Josh is an educational technologist with a primary focus in science, math and computing. A former high school and middle school science teacher, Sheldon has an extensive background developing curricular materials in the sciences and various forms of new media for science learning. In addition to freelance web and curriculum development, he worked at the JASON Foundation for Education, an innovative non-profit that focused on expedition-based science supplementary materials for middle schools. Sheldon holds an MA from Stanford University’s Learning, Design & Technology Program, and Bachelor’s Degrees in Math and Physics from the Pennsylvania State University. He values playfulness in almost everything, and is in fact quite serious about it.

Jessica Huang
Instructor
MIT D-Lab

Jessica Huang is an instructor at the MIT D-Lab, where she works with students on projects at the intersection of youth empowerment, international development, and environmental sustainability. She started and leads a new program at D-Lab to build the confidence of young students and educators in harnessing their own creative potential, with initiatives that range from engaging the children of waste-pickers in Cambodia in fun design activities to collaborating with schoolteachers in Uganda on hands-on science lessons utilizing materials from local markets, farms and waste dumps.
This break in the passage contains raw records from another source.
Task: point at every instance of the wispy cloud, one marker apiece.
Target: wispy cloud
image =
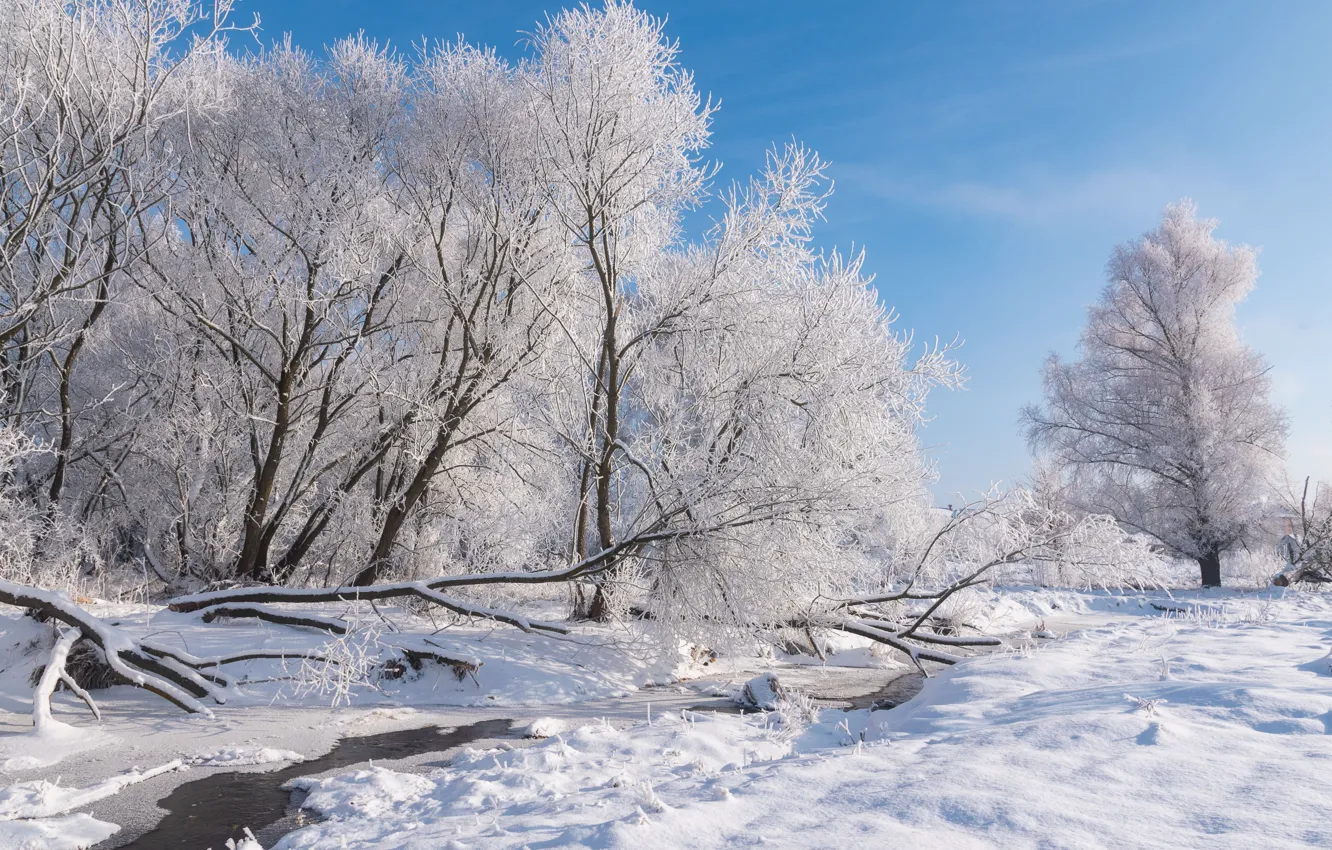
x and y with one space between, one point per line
1034 200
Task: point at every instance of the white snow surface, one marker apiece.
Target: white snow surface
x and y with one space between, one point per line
236 756
72 832
1222 742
Jessica is the co-founder of a social enterprise in West Bengal, India and is also an International Development Design Summits and Innovators Network advisory committee member, bringing together diverse people from all over the world to create technologies and enterprises to address poverty.

Stefano Chinosi
Chief Innovation Officer
Newton Public Schools

Steve Chinosi is an architect of experience and the Chief Innovation Officer of Newton Public Schools. He’s spent the last 20 years guiding students up mountains, down rivers, across Shakespeare, and beyond biodiesel. Curriculum innovation drives the core of Steve’s instructional practice. He started his teaching career as a mountain guide and spent his first ten years in a classroom translating all he learned as a guide into his literature classes. Curiously, it was students in his English class that inspired him to develop the award-winning, internationally recognized “Greengineers.” The program is a design lab on a mission. It’s also a collaborative STEAM think-tank (formerly known as a ‘class’) that integrates Art, Chemistry, Engineering, Physics, Economics, Finance, Design, and Industrial Safety. The curriculum innovation hinges on the creation of environments that support “Solution-Centered Learning with Student-Centered Solutions.” Currently, the Greengineers support similar programs in schools across North America and the world.

The success of the Greengineers led to the creation of the Office of Ingenuity, an educational design lab. The Office of Ingenuity gathers community expertise with the curiosity of the best students and most innovative faculty. The Office of Ingenuity is a conceptual and physical space designed to re-imagine, explore, and create ecosystems of opportunity for schools and the communities they serve.